GPUs became the hardware of preference for deep learning largely by coincidence. The chips were initially designed to quickly render graphics in applications such as video gaming. Unlike CPUs, which have four to eight complex cores for carrying out a variety of computation, GPUs have hundreds of simple cores that will perform only specific operations—but the cores can tackle their operations at the same time instead of one after another, shrinking the time it requires to complete a rigorous computation.

It didn’t take really miss the AI research community to realize this massive parallelization also makes GPUs perfect for deep learning. Like graphics-rendering, deep learning involves simple mathematical calculations performed thousands and thousands of times. In 2011, in a collaboration with chipmaker Nvidia, Google found that the computer vision model it had trained on 2,000 CPUs to distinguish cats from people could achieve the same performance when trained on only 12 GPUs. GPUs became the de facto chip for model training and inferencing—the computational process that takes place when a trained model is employed for the tasks it absolutely was trained for.

But GPUs also aren’t ideal for deep learning. For a very important factor, they cannot work as a standalone chip. Because they are limited in the types of operations they can perform, they must be attached to CPUs for handling everything else. GPUs also have a restricted amount of cache memory, the date storage space nearest a chip’s processors. This means the bulk of the information is stored off-chip and must be retrieved when it is time for processing. The back-and-forth data flow ends up being fully a bottleneck for computation, capping the speed at which GPUs can run deep-learning algorithms.

In recent years, a large number of companies have cropped around design AI chips that circumvent these problems. The trouble is, the more specialized the hardware, the more expensive it becomes.

So Neural Magic intends to buck this trend. Instead of tinkering with the hardware, the business modified the program. It redesigned deep-learning algorithms to run more proficiently on a CPU through the use of the chips’ large available memory and complex cores. While the approach loses the speed achieved via a GPU’s parallelization, it reportedly gains right back about the same period of time by eliminating the necessity to ferry data on and off the chip. The algorithms can run on CPUs “at GPU speeds,” the business says—but at a fraction of the price. “It sounds like what they have done is figured out a way to take advantage of the memory of the CPU in a way that people haven’t before,” Thompson says.

Neural Magic believes there could be a few explanations why no one took this approach previously. First, it’s counterintuitive. The idea that deep learning needs specialized hardware is so entrenched that other approaches may possibly easily be overlooked. Second, applying AI in industry is still relatively new, and companies are simply beginning to try to find easier methods to deploy deep-learning algorithms. But whether the demand is deep enough for Neural Magic to lose is still unclear. The firm has been beta-testing its product with around 10 companies—only a sliver of the broader AI industry.

Neural Magic currently offers its technique for inferencing tasks in computer vision. Clients must still train their models on specialized hardware but can then use Neural Magic’s software to convert the trained model into a CPU-compatible format. One client, a large manufacturer of microscopy equipment, is now trialing this approach for adding on-device AI capabilities to its microscopes, says Shavit. Because the microscopes already feature a CPU, they won’t need any additional hardware. By contrast, using a GPU-based deep-learning model would require the equipment to be bulkier and more power hungry.

Another client wants to use Neural Magic to process security camera footage.
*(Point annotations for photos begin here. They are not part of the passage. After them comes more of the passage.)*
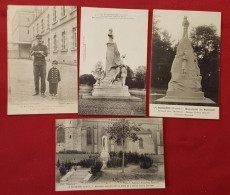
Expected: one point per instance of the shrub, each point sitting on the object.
(86, 163)
(115, 162)
(58, 163)
(96, 167)
(133, 157)
(112, 154)
(146, 162)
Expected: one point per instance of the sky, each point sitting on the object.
(171, 20)
(130, 29)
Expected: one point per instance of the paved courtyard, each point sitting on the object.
(21, 84)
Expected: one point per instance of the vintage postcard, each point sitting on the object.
(185, 67)
(96, 154)
(113, 57)
(42, 59)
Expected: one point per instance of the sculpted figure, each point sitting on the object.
(113, 59)
(185, 24)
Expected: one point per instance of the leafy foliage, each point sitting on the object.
(121, 129)
(206, 44)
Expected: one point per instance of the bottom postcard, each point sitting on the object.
(97, 154)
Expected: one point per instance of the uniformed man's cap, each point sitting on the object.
(55, 62)
(39, 37)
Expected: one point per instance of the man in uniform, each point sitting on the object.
(39, 52)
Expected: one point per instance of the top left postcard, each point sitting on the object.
(42, 59)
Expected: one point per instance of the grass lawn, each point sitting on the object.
(132, 173)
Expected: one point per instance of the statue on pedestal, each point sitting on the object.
(111, 81)
(104, 153)
(185, 74)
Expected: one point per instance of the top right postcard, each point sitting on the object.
(185, 64)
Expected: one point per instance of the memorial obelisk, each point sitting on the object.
(185, 84)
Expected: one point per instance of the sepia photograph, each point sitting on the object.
(113, 58)
(97, 154)
(185, 64)
(42, 59)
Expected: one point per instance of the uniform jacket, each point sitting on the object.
(54, 75)
(39, 59)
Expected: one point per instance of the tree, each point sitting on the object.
(206, 43)
(121, 130)
(140, 77)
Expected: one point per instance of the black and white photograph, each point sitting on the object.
(113, 58)
(42, 59)
(121, 153)
(185, 64)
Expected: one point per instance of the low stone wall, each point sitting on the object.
(73, 157)
(157, 158)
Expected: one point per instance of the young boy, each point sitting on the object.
(53, 78)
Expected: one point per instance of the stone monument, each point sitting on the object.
(185, 84)
(111, 81)
(104, 153)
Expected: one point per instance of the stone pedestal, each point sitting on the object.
(104, 157)
(110, 91)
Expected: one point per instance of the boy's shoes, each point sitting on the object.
(43, 95)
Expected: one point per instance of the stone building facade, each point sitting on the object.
(86, 135)
(57, 25)
(19, 43)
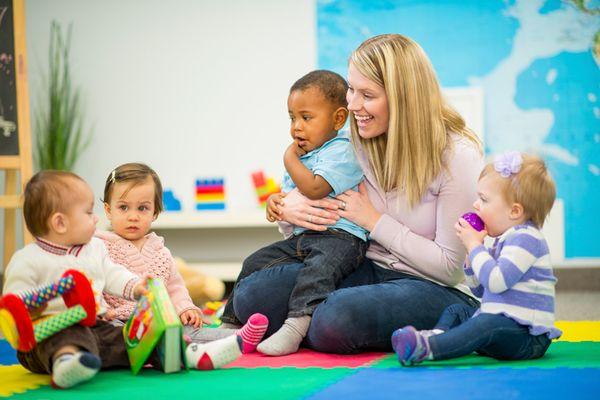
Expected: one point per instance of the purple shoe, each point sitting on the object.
(409, 345)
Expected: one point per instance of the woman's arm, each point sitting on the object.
(440, 258)
(316, 215)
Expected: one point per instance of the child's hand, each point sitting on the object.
(273, 202)
(109, 315)
(469, 236)
(295, 150)
(191, 317)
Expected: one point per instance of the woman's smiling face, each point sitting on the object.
(367, 102)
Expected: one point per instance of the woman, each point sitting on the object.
(421, 165)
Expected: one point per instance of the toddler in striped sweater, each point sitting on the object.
(513, 277)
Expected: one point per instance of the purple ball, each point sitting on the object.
(475, 221)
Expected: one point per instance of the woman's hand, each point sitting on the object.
(315, 215)
(469, 236)
(357, 207)
(274, 202)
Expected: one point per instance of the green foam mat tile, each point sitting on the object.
(246, 384)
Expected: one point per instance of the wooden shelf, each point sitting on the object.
(226, 271)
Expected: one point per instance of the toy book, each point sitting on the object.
(154, 324)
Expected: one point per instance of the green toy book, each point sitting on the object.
(155, 324)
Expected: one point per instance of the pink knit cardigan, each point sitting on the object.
(155, 259)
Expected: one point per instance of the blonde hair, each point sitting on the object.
(135, 173)
(532, 187)
(410, 156)
(46, 193)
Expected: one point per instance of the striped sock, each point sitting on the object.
(215, 354)
(70, 369)
(253, 332)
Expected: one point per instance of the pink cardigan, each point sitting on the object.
(154, 258)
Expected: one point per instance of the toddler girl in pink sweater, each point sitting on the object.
(132, 201)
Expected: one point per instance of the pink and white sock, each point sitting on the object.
(252, 332)
(215, 354)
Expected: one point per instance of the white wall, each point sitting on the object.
(193, 88)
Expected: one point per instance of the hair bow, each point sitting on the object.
(509, 163)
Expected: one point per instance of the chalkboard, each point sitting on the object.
(9, 135)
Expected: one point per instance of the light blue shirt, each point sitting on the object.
(335, 162)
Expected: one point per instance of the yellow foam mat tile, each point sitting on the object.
(579, 331)
(16, 379)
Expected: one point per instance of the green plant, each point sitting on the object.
(60, 138)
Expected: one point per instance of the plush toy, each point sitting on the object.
(202, 287)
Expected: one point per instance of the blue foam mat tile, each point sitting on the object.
(485, 384)
(8, 355)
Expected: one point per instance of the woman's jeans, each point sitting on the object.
(361, 315)
(492, 335)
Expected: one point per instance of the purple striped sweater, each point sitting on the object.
(515, 278)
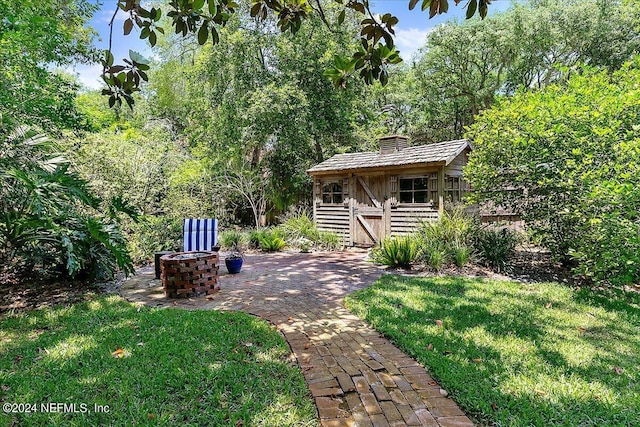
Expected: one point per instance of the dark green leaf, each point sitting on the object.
(471, 8)
(213, 8)
(203, 33)
(128, 26)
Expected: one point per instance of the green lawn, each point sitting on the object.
(177, 368)
(515, 354)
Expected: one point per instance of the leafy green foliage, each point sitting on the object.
(447, 240)
(232, 240)
(512, 353)
(132, 358)
(153, 234)
(50, 218)
(495, 247)
(36, 38)
(376, 50)
(270, 240)
(566, 159)
(396, 251)
(464, 66)
(299, 225)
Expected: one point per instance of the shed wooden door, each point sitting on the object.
(368, 214)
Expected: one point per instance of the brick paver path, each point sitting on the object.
(356, 376)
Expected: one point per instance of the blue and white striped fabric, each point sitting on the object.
(200, 234)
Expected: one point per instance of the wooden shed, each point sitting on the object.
(364, 197)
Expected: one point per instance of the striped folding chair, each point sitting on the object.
(200, 234)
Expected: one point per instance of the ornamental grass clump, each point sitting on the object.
(446, 241)
(495, 247)
(270, 240)
(396, 251)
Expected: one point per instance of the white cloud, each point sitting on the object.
(88, 75)
(105, 15)
(409, 41)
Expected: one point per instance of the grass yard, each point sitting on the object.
(150, 366)
(514, 354)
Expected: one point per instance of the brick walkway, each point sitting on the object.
(356, 376)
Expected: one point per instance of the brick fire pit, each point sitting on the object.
(188, 274)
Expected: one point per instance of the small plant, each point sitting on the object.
(437, 258)
(253, 239)
(396, 251)
(270, 241)
(447, 240)
(461, 254)
(304, 245)
(231, 241)
(495, 247)
(299, 225)
(328, 241)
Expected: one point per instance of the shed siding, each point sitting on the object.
(404, 219)
(334, 219)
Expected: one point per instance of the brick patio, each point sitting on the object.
(356, 376)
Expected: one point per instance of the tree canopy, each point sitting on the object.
(370, 58)
(567, 159)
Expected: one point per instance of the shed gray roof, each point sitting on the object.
(441, 152)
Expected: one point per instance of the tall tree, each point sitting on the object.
(34, 37)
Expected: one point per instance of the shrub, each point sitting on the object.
(329, 241)
(446, 241)
(461, 255)
(231, 240)
(567, 160)
(50, 216)
(253, 239)
(395, 251)
(437, 258)
(298, 226)
(153, 234)
(495, 247)
(270, 240)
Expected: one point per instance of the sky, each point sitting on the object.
(411, 31)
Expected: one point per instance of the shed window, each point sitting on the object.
(332, 192)
(422, 189)
(453, 189)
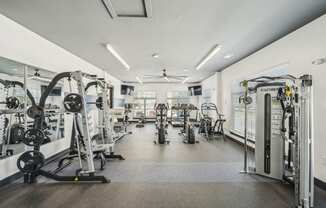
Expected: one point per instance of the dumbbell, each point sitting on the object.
(11, 102)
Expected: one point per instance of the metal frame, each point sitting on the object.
(303, 174)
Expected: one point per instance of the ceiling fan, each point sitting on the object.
(166, 77)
That would enable it to monitor the traffic in and out of a building using computers already available on site; otherwise it may have to send the footage to the cloud, which may introduce privacy issues, or acquire special hardware for each building it monitors.

Shavit says inferencing can also be only first. Neural Magic plans to expand its offerings in the foreseeable future to help businesses train their AI models on CPUs as well. “We believe 10 to 20 years from now, CPUs will be the actual fabric for running machine-learning algorithms,” he says.

Thompson isn’t so sure. “The economics have really changed around chip production, and that is going to lead to a lot more specialization,” he says. Additionally, while Neural Magic’s technique gets more performance out of existing hardware, fundamental hardware advancements it’s still the only way to keep driving computing forward. “This sounds like a really good way to improve performance in neural networks,” he says. “But we want to improve not just neural networks but also computing overall.”